[LeetCode] 126. Word Ladder II Java

题目：

Given two words (beginWord and endWord), and a dictionary's word list, find all shortest transformation sequence(s) from beginWord to endWord, such that:

1. Only one letter can be changed at a time
2. Each transformed word must exist in the word list. Note that beginWord is not a transformed word.

For example,

Given:
beginWord = "hit"
endWord = "cog"
wordList = ["hot","dot","dog","lot","log","cog"]

Return

  [
    ["hit","hot","dot","dog","cog"],
    ["hit","hot","lot","log","cog"]
  ]

Note:

• Return an empty list if there is no such transformation sequence.
• All words have the same length.
• All words contain only lowercase alphabetic characters.
• You may assume no duplicates in the word list.
• You may assume beginWord and endWord are non-empty and are not the same.

代码：

class Solution {
    Map<String,List<String>> map;
    List<List<String>> results;
    public List<List<String>> findLadders(String beginWord, String endWord, List<String> wordList) {
        //方法一：dfs，超时

        //方法二：
        results = new ArrayList<>();
        if(wordList.size() ==0 || !wordList.contains(endWord)) return results;

        int min = Integer.MAX_VALUE;

        Queue<String> queue = new LinkedList<>();
        queue.add(beginWord);

        map = new HashMap<String,List<String>>();
        Map<String,Integer> ladder = new HashMap<>();   //用来记录每个string出现的最小序号

        for(String string : wordList){
            ladder.put(string,Integer.MAX_VALUE);
        }
        ladder.put(beginWord,0);

        while(!queue.isEmpty()){
            String word = queue.poll();
            int step = ladder.get(word) + 1;
            if(step > min) //如果大于最小步数，直接跳出循环
                break;

            for(int i=0;i<word.length();i++){
                StringBuilder sb = new StringBuilder(word);
                for(char c = 'a';c<='z';c++){
                    sb.setCharAt(i,c);
                    String new_word = sb.toString();
                    if(ladder.containsKey(new_word)){
                        //只有第一次遍历到的new_word才回加入到queue/map,因为step是非递减的
                        if(step > ladder.get(new_word))
                            continue;
                        else if(step < ladder.get(new_word)){
                            queue.add(new_word);
                            ladder.put(new_word,step);
                        }
                        //map中值存放word的所有前一个元素
                        if(map.containsKey(new_word))
                            map.get(new_word).add(word);
                        else{
                            List<String> list = new LinkedList<String>();
                            list.add(word);
                            map.put(new_word,list);
                        }
                        if(new_word.equals(endWord))
                            min = step;
                    }
                }
            }

        }

        // 只能用LinkedList，不能用ArrayList。
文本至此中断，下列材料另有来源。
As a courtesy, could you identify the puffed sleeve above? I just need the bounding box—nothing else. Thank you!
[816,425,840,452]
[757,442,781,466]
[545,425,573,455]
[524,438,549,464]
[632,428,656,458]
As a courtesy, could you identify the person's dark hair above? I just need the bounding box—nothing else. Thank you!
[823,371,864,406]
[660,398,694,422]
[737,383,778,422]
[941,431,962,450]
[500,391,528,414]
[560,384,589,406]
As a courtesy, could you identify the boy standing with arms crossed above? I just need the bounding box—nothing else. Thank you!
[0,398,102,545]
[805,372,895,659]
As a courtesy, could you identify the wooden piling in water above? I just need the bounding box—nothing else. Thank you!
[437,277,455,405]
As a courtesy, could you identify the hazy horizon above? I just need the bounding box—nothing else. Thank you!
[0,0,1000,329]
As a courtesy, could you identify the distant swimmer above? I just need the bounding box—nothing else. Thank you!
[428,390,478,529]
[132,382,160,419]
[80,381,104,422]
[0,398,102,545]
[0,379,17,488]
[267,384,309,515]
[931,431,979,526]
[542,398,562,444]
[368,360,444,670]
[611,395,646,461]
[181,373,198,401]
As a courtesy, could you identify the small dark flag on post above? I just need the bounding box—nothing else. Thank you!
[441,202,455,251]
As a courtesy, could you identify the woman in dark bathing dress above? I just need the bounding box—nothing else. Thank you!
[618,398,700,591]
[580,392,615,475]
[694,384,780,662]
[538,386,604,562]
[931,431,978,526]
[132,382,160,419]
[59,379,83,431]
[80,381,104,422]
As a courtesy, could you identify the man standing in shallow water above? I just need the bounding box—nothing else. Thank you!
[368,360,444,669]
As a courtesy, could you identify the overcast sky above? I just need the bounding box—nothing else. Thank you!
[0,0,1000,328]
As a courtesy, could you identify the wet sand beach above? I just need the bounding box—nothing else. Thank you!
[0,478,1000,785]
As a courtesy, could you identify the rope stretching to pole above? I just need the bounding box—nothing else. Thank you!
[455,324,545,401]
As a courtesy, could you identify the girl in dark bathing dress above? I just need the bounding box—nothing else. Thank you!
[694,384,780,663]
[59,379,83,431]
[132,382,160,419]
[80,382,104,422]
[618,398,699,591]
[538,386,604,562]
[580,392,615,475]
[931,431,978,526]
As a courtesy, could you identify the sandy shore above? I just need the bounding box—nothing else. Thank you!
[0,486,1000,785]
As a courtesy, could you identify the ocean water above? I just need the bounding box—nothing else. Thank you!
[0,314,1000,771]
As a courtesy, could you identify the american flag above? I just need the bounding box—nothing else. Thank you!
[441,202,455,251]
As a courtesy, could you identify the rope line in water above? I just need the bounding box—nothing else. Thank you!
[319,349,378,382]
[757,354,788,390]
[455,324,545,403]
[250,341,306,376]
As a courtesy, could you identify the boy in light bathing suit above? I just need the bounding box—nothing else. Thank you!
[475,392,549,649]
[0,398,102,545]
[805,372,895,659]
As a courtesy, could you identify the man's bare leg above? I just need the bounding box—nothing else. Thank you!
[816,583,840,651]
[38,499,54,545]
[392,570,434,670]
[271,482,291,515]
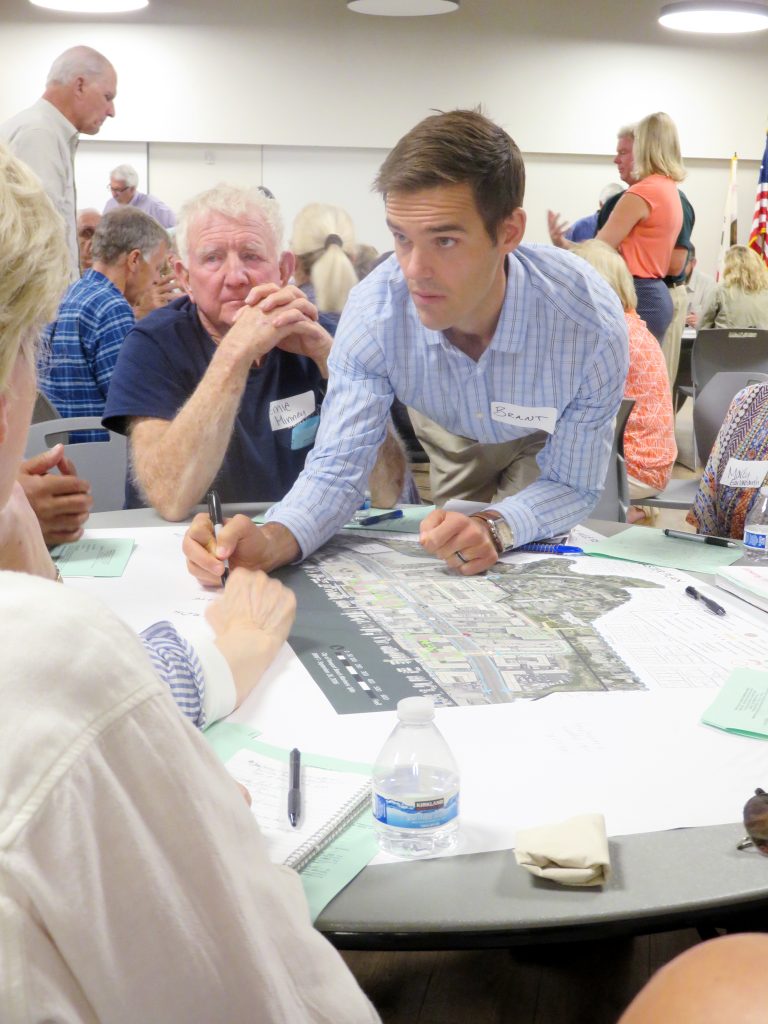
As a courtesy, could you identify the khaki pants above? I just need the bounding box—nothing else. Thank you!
[662,285,688,389]
[409,409,548,507]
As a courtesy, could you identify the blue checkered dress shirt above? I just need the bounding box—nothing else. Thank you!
[269,245,629,555]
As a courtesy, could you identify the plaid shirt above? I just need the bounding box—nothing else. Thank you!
[39,269,136,440]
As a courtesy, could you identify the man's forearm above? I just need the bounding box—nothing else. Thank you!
[131,348,250,521]
[368,423,406,509]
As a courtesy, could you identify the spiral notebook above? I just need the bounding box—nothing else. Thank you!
[225,743,371,871]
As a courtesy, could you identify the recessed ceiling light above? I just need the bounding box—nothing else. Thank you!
[658,0,768,35]
[30,0,150,14]
[347,0,459,17]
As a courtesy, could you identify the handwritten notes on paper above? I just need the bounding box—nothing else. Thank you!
[50,538,134,577]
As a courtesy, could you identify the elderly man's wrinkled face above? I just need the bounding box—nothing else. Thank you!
[110,178,136,206]
[78,210,101,270]
[176,210,287,340]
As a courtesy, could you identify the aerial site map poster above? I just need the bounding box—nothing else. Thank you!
[278,537,663,715]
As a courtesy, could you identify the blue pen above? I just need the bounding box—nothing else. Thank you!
[515,541,584,555]
[357,509,402,526]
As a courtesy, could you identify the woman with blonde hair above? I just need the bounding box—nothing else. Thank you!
[698,246,768,330]
[291,203,358,333]
[573,240,677,522]
[596,112,685,343]
[549,112,685,344]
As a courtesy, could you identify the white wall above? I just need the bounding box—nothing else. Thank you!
[0,0,768,276]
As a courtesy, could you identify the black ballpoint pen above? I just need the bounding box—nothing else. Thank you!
[685,587,725,615]
[288,746,301,828]
[207,488,229,587]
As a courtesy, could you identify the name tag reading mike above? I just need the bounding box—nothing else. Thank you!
[269,391,315,430]
[718,459,768,487]
[490,401,557,434]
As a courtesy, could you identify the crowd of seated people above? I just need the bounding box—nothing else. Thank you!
[687,383,768,541]
[698,246,768,330]
[13,61,768,1024]
[0,147,378,1024]
[573,239,677,522]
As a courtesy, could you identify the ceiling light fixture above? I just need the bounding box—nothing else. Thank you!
[30,0,150,14]
[347,0,459,17]
[658,0,768,35]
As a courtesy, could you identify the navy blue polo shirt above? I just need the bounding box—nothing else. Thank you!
[102,296,326,508]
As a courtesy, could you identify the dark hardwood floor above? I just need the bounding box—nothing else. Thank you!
[342,929,699,1024]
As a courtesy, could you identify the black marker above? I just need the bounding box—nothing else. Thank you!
[288,746,301,828]
[664,529,738,548]
[685,587,725,615]
[208,488,229,587]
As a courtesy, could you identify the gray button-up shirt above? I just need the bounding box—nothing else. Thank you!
[0,98,80,281]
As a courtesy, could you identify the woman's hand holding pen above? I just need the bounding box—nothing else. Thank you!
[181,512,301,587]
[206,568,296,705]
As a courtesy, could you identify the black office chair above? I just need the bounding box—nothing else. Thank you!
[590,398,635,522]
[25,416,128,512]
[691,328,768,397]
[639,370,768,509]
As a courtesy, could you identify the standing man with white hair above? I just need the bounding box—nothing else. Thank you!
[104,164,176,228]
[0,46,118,281]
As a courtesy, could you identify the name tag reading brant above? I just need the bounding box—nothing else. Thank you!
[490,401,557,434]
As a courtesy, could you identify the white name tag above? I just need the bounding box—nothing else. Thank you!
[490,401,557,434]
[269,391,314,430]
[718,459,768,487]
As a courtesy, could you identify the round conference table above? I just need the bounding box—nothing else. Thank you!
[88,505,768,950]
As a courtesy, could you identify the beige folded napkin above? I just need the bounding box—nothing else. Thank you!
[515,814,610,886]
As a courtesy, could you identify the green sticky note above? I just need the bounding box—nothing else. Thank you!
[582,526,741,572]
[300,811,379,921]
[344,505,434,534]
[204,722,379,921]
[701,669,768,739]
[50,537,134,577]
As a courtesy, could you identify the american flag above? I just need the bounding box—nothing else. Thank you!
[749,137,768,264]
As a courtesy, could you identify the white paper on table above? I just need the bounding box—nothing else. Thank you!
[73,526,768,853]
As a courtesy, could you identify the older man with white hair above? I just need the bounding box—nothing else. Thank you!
[102,185,406,520]
[104,164,176,228]
[0,46,118,281]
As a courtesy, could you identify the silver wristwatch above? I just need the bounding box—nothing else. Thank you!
[470,509,515,555]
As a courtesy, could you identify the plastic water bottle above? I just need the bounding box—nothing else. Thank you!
[743,486,768,565]
[373,697,459,857]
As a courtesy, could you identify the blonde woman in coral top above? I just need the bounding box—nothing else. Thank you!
[597,113,685,343]
[573,240,677,522]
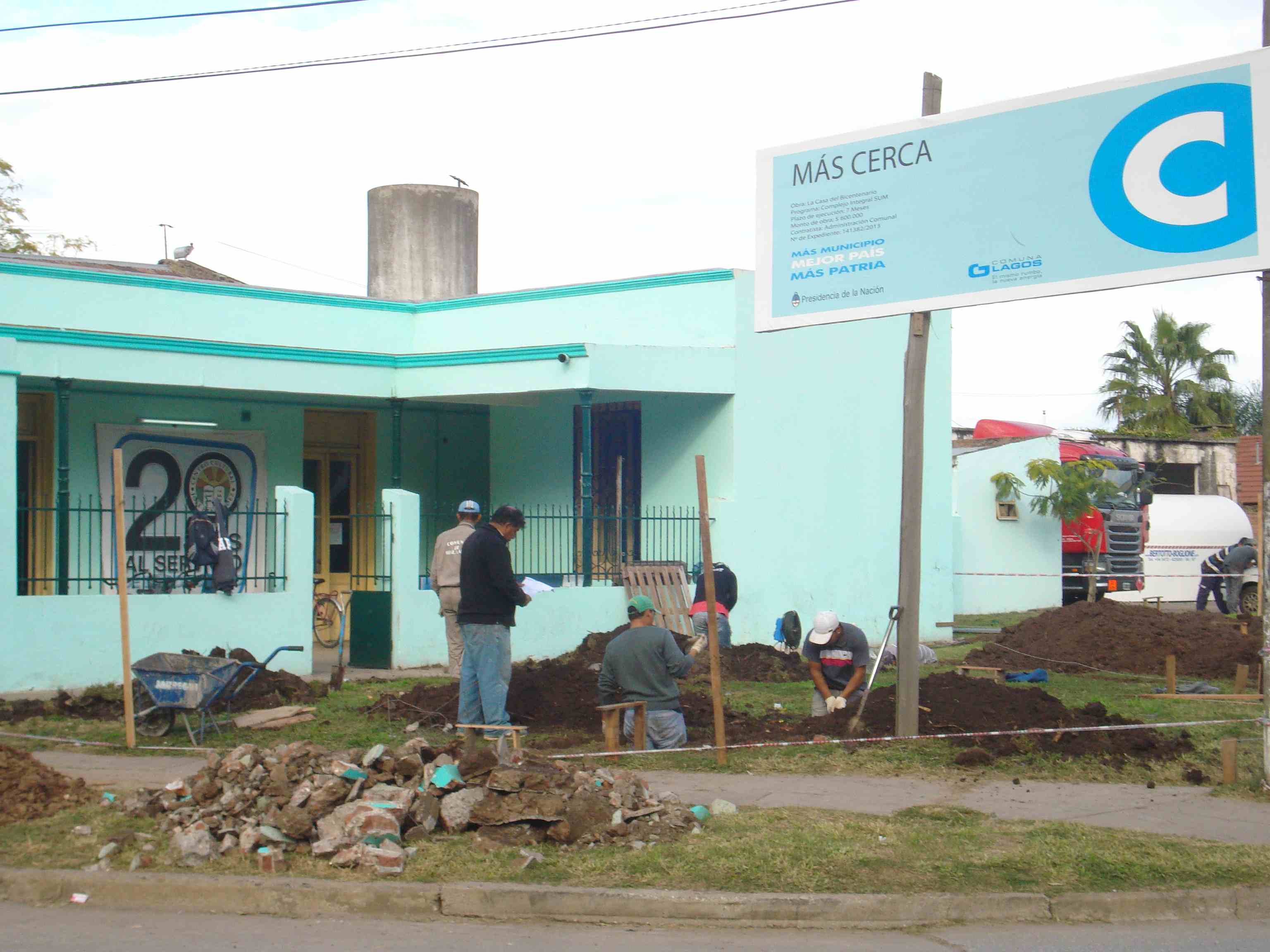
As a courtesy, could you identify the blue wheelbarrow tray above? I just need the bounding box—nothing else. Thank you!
[132,651,243,745]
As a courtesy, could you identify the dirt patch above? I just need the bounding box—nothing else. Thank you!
[965,599,1261,679]
[0,744,93,824]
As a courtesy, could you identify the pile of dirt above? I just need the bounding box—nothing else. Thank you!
[965,599,1261,679]
[731,671,1191,762]
[0,744,93,824]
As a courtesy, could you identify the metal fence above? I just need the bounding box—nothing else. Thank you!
[17,496,287,595]
[419,505,701,588]
[345,507,392,592]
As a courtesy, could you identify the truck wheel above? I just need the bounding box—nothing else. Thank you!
[1239,581,1257,614]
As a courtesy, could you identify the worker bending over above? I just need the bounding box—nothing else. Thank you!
[599,595,705,750]
[1195,538,1257,614]
[803,612,869,717]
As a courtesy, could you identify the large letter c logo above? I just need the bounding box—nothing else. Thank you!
[1090,83,1257,252]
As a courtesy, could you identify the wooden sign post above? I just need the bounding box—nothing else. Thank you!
[110,449,137,747]
[697,456,728,764]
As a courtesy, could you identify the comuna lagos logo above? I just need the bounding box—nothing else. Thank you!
[1090,83,1257,252]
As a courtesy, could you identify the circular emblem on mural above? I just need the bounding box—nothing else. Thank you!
[186,453,243,510]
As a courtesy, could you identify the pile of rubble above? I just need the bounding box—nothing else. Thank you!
[121,739,706,875]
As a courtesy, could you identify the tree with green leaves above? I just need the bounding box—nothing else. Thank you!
[1234,381,1261,437]
[1098,310,1236,437]
[989,459,1120,602]
[0,159,96,257]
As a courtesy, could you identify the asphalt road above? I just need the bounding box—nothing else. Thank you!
[0,899,1270,952]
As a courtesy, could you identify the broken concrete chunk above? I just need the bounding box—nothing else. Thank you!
[441,787,488,833]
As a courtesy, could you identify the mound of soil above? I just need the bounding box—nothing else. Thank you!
[0,744,93,824]
[965,599,1261,680]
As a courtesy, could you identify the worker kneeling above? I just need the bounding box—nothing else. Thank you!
[599,595,705,750]
[803,612,869,717]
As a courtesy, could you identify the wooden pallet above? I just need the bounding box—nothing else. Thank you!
[622,562,692,636]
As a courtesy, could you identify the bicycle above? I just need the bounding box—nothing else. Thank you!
[314,579,348,647]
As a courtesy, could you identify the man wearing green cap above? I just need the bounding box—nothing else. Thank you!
[599,595,705,750]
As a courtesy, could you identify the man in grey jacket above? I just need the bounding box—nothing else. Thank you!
[429,507,480,678]
[1195,537,1257,614]
[599,595,705,750]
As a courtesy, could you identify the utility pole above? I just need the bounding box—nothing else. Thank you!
[1257,0,1270,790]
[895,72,945,735]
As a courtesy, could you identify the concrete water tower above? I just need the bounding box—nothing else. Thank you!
[366,186,480,301]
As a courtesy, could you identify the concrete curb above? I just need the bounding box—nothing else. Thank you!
[0,867,1270,929]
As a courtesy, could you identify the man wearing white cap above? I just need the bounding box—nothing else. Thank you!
[803,612,869,717]
[430,499,480,678]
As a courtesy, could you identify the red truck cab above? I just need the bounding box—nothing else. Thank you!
[974,420,1151,604]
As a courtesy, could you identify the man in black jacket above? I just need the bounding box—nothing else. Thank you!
[458,505,531,740]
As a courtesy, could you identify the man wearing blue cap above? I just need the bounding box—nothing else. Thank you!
[430,499,480,678]
[599,595,705,750]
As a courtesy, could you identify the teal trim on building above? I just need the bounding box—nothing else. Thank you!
[0,324,587,369]
[0,262,734,314]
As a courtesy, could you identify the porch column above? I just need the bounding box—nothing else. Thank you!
[53,377,72,595]
[389,397,405,489]
[578,390,596,585]
[0,338,18,604]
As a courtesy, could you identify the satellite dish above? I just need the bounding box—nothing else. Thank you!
[781,612,803,651]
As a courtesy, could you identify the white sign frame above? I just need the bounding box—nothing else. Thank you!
[754,50,1270,333]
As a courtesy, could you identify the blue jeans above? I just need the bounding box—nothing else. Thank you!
[692,612,731,647]
[622,708,688,750]
[458,624,512,740]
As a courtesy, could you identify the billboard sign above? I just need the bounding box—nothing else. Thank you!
[754,50,1270,331]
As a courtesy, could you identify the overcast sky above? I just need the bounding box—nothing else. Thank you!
[0,0,1261,426]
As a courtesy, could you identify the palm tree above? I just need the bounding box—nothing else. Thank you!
[1098,310,1234,436]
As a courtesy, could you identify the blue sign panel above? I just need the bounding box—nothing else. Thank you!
[756,51,1270,330]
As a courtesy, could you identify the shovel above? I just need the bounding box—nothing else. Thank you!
[847,605,900,738]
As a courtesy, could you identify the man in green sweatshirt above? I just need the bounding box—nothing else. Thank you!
[599,595,705,750]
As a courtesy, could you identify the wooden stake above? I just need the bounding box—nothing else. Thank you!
[697,456,731,764]
[110,449,137,747]
[1222,738,1239,786]
[895,72,943,735]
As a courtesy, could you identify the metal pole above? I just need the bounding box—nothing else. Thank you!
[389,397,403,491]
[53,377,71,595]
[113,449,137,747]
[578,390,596,586]
[895,72,943,735]
[1257,0,1270,790]
[697,456,728,764]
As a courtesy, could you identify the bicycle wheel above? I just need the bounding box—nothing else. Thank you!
[132,681,177,738]
[314,595,340,647]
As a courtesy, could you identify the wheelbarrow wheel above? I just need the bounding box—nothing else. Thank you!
[132,681,177,738]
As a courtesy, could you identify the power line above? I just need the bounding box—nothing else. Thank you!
[212,239,366,288]
[0,0,857,96]
[0,0,365,33]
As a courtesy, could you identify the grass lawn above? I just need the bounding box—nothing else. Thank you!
[0,644,1264,797]
[0,806,1270,895]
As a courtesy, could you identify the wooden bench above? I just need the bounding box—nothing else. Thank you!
[596,701,648,752]
[455,724,526,750]
[956,664,1006,681]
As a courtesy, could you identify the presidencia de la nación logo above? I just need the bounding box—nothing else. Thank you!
[756,51,1270,330]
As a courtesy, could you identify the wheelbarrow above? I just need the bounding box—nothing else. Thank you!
[132,645,303,746]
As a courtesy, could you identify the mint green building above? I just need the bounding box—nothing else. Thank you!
[0,255,952,690]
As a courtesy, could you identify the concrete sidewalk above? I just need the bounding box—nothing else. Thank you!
[36,750,1270,845]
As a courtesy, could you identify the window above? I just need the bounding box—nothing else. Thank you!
[997,503,1019,519]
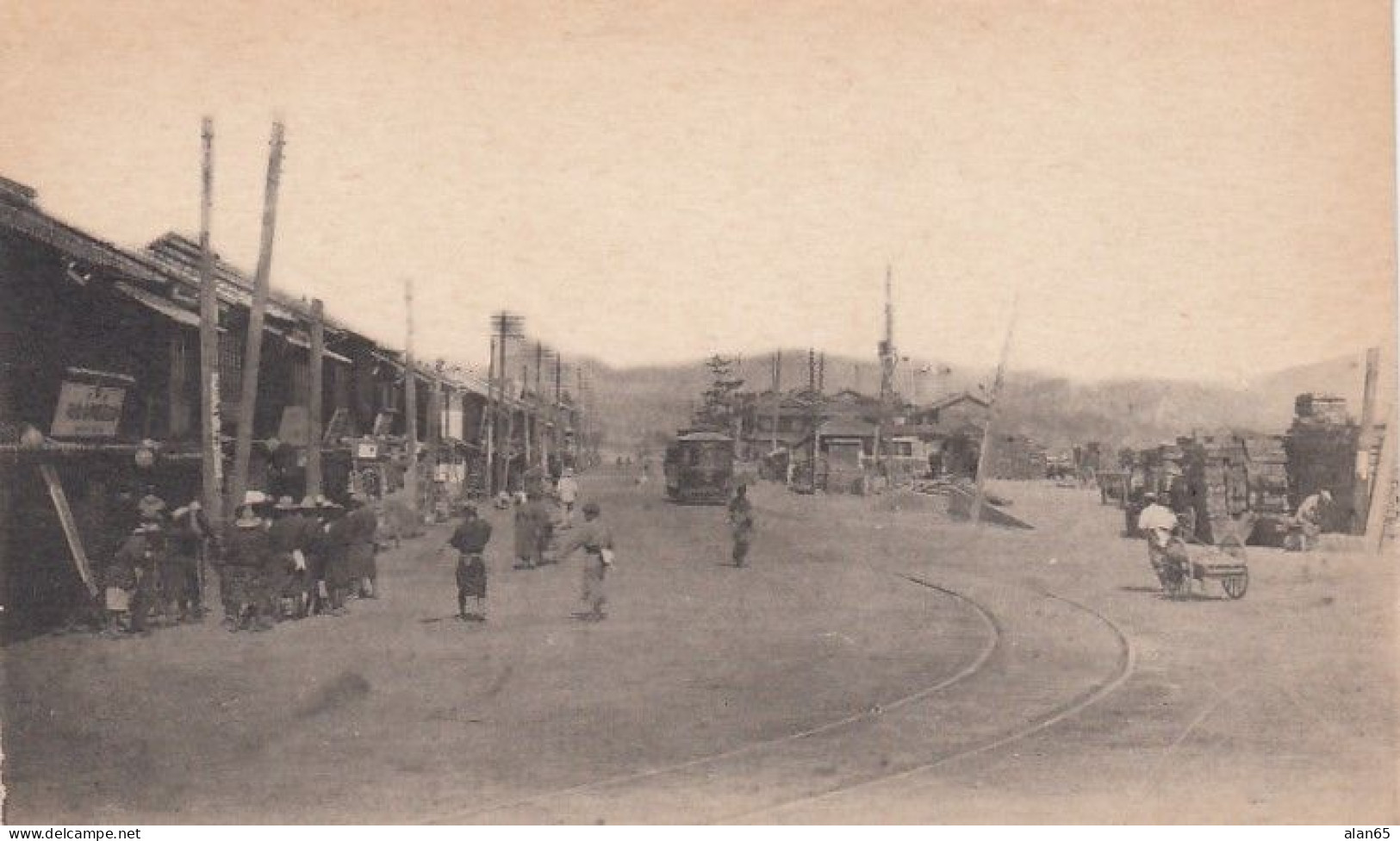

原因见backTrace方法
        LinkedList<String> result = new LinkedList<String>();
        backTrace(endWord, beginWord, result);
        return results;
    }

    private void backTrace(String word, String start, List<String> list) {
        if (word.equals(start)) {
            list.add(0, start);
            results.add(new ArrayList<String>(list));
            list.remove(0);
            return;
        }
        // 注意：这里的list是LinkedList类型，所以插入index=0的位置，其余元素全部后移
        // 如果是ArrayList，会把0处的元素替换
        list.add(0, word);
        if (map.get(word) != null)
            for (String s : map.get(word))
                backTrace(s, start, list);
        list.remove(0);
    }
}